When I was in 7th grade, I became a social pariah nearly overnight and for reasons which are only still partially clear to me. At the end of 6th grade and even during the summer leading up to 7th, I felt well-liked and connected to the other members of my quite small elementary school class. My family vacationed with the families of my two best friends from school. I was “summer friends” with the girls on my travel softball team and made fast friends with girls from basketball camp I would likely never see again.

Once 7th grade started everything changed. From the distance of these many years, the fall from my position of athletic, endearingly clueless yet still “one of the smart kids” who got along with everyone to friendless outcast was precipitous, though hindsight tells me that there must have been signposts along the way that escaped my notice.

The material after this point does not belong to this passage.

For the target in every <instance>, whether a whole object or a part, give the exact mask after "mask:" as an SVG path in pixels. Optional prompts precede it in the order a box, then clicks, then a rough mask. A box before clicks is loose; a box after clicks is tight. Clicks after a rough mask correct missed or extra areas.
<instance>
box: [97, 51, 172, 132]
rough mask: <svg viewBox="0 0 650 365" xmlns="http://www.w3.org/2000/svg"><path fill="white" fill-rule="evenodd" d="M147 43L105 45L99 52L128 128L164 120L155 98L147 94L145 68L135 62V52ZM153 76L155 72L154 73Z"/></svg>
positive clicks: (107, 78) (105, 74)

The moment it all became clear to me was only a few weeks after school had started. It was Friday night. My parents and myself were the only diners at a new pizza place in town when, halfway through our meal, seven of the other nine girls in my class walked in together. It was somebody’s birthday and I was not invited. I remember feeling pleased at first with a parade of familiar faces, faces I had seen upside down on the monkey bars in 1st grade, faces that I had seen ugly crying after we’d been scolded by our 3rd grade teachers. But then I realized and my face became hot. My mother looked stung. My Dad looked away.

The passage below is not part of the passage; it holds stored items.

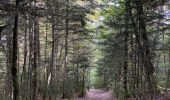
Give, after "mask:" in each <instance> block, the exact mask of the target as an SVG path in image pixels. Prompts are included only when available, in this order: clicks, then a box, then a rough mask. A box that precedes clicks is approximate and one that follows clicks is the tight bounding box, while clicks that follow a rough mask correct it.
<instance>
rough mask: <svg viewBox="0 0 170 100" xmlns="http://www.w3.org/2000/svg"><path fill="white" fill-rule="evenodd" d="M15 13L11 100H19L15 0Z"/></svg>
mask: <svg viewBox="0 0 170 100" xmlns="http://www.w3.org/2000/svg"><path fill="white" fill-rule="evenodd" d="M15 2H16V12H15V20H14V28H13V52H12V67H11V73H12V82H13V100H18V99H19V87H18V75H17V56H18V19H19V0H16V1H15Z"/></svg>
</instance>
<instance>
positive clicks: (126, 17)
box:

Later, the house was still and mostly quiet. My parents were talking in the kitchen and I could hear only whispers from my seat at the top of the stairs. I am sure they thought I was in my room and well out of earshot. I remember thinking that I could have handled this social rejection better if no one had known, wishing that I was isolated in my aloneness, that it would have mattered less if I didn’t have to worry if my Mom was crying or just whispering downstairs. A few years later, this hypothesis was proven false. Being left out sucks just as much, maybe more, when there is one one around to see it.

If my Dad was surprised to see me at the top of the stairs when he turned the corner to come find me, it didn’t shake his bravado. “Hey, let’s go get a movie!” he staged-whispered with a rehearsed, conspiratorial tone. Though this would have likely been my Dad’s go-to solution for almost any malady or mood that my siblings or I brought home, he must have known it would never fail with me.

I don’t remember what movie we rented that night. I know that, a few hours later, with the lights dimmed, the tea kettle on, and the VHS machine whirring quietly, I experienced relief from a gnawing sense of unease that would, over the next few years, slowly expand into a black hole in my chest filled with relentless self-doubt, crippling envy, and profound sadness. My capacity to feel absorbed in a movie, to meditate within its walls, became a lifeline during this period in my life. Over time, though, the movies would not only offer an escape from these bad feelings. Sometimes, they provided a cathartic release of the feelings themselves. At other times, they left me with a sense of meaning. But, perhaps the best outcome of all was when they assured me that I was not alone.